Appealing to Wolfram Alpha to
plot this function
and to
find the zeros of its derivative,
it looks as if the global maximum in the region
$0 < \theta < \frac\pi2$
would occur near $\theta = \frac\pi2,$
except that the function (at least in the form written above)
is not actually defined at $\theta = \frac\pi2.$
Instead, $g(\theta)$ is increasing over the entire interval
$0 < \theta < \frac\pi2,$
with
$$
\lim_{\theta\to\pi/2} g(\theta) = \frac{8}{9}.
$$
This is therefore the upper bound of $\Vcap/\Vcone,$
approached by a very wide, short cone containing a wide, thin spherical cap.
This result agrees with the calculations in another answer to this question.
For reference (because of numerous comments below which would not make sense without this context), here is my previous answer, which assumed the size and shape of the cone were fixed:
Let $x$ be the distance $AM,$ initially unknown to you.

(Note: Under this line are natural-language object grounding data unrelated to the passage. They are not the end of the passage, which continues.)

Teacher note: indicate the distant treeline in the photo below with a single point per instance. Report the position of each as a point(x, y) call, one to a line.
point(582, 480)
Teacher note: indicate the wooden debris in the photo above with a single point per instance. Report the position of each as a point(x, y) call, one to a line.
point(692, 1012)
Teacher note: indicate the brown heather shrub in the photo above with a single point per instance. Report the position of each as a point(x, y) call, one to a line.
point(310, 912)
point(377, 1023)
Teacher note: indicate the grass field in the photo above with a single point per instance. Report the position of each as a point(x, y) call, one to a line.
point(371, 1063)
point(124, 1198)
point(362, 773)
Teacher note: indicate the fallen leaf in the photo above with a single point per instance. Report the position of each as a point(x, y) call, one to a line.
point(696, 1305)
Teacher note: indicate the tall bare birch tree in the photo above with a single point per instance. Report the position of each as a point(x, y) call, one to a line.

By examining the dimensions of the cone (as suggested in comments)
you can determine the constant ratio $k = EM/AM = r/x,$ where $r$ is the radius of the sphere. Then $r = kx.$
The portion of the sphere inside the cone is a spherical cap
(defined as the part of the sphere on one side of a plane,
in this case the part below the plane of the cone's base).
This spherical cap has a height $h$ (the distance from the bottom of the
sphere to the base of the cone);
in fact, $h$ is the sum of the sphere's radius $r$ plus the distance from $M$ upward to the base of the cone.

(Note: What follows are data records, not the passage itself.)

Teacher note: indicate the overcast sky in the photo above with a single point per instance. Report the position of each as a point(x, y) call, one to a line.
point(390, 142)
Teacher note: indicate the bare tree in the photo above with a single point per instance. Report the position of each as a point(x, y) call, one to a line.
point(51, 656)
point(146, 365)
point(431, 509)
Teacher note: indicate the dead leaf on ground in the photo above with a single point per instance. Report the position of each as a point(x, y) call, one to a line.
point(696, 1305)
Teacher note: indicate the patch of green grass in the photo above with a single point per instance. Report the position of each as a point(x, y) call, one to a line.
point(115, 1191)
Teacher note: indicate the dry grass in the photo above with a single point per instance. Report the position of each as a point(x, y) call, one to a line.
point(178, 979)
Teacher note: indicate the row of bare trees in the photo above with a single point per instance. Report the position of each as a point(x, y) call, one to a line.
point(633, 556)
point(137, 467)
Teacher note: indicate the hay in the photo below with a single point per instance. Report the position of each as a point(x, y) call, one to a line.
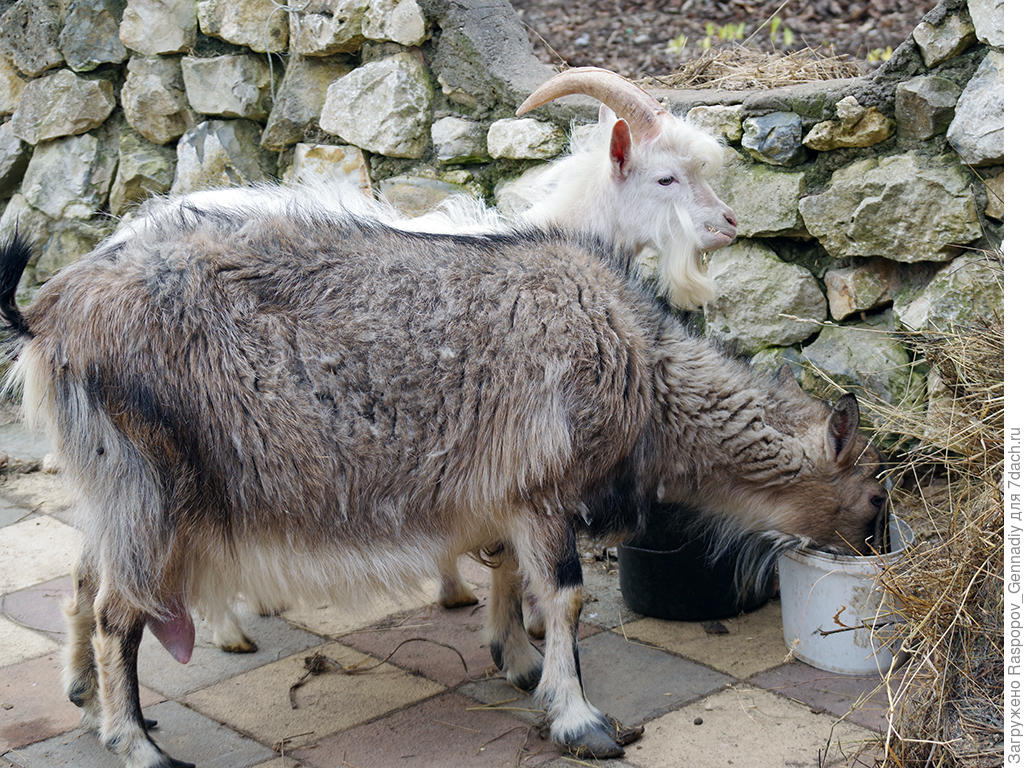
point(946, 704)
point(739, 68)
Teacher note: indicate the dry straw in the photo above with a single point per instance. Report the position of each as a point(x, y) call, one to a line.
point(945, 689)
point(945, 704)
point(740, 68)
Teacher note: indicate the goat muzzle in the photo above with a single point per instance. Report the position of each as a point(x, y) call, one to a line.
point(640, 111)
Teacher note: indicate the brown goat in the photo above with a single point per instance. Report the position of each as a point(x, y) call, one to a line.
point(303, 404)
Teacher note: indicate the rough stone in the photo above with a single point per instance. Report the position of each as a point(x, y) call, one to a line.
point(337, 166)
point(905, 207)
point(143, 169)
point(89, 37)
point(154, 98)
point(300, 97)
point(763, 198)
point(516, 195)
point(29, 32)
point(71, 177)
point(857, 126)
point(231, 86)
point(259, 25)
point(987, 18)
point(966, 292)
point(861, 357)
point(925, 105)
point(976, 131)
point(155, 27)
point(14, 156)
point(857, 289)
point(524, 138)
point(459, 140)
point(71, 241)
point(483, 57)
point(753, 289)
point(718, 120)
point(220, 153)
point(61, 104)
point(10, 87)
point(775, 138)
point(382, 107)
point(993, 190)
point(325, 27)
point(414, 196)
point(770, 359)
point(397, 20)
point(940, 42)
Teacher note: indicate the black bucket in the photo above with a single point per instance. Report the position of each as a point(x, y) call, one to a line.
point(665, 572)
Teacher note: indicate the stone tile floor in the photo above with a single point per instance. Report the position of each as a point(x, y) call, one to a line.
point(426, 693)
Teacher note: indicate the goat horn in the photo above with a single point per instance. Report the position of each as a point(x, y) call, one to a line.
point(641, 112)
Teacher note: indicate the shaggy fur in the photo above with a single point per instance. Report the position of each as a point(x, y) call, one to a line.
point(303, 404)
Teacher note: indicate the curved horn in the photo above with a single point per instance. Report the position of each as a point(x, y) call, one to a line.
point(641, 112)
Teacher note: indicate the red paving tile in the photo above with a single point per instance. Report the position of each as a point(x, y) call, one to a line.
point(41, 607)
point(449, 731)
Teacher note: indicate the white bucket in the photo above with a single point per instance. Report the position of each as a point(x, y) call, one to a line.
point(821, 593)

(If $M$ is above the base of the cone then the distance "upward" from $M$
to the base is negative.)
If you put all this together, replacing $r$ with the appropriate multiple of $x,$ you should be able to write an equation
of the form $h = px + q.$
You can now use one of the formulas for
the volume of a spherical cap; in particular this formula should be a nice one:
$$
V = \frac13\pi h^2(3r - h).
$$
Since $r=kx$ and $h = px+ q,$ plugging in these values we can
rewrite $\frac13\pi h^2(3r - h)$ as an expression in which the
only unknown value is $x.$
That expression will be a cubic polynomial.
You can then apply the usual single-variable calculus approach
to maximizing the value of a function.
That is, to find the maximum volume $V,$ take the derivative of the polynomial (which is a quadratic in $x$) and set it to zero.
The maximum volume occurs either at a value of $x$ for which the
derivative of the volume is zero or at the minimum or maximum possible
value of $x$ (in this case, $x=0$ or $x$ so large that the
sphere is just tangent to the cone at the circle around the base of the cone).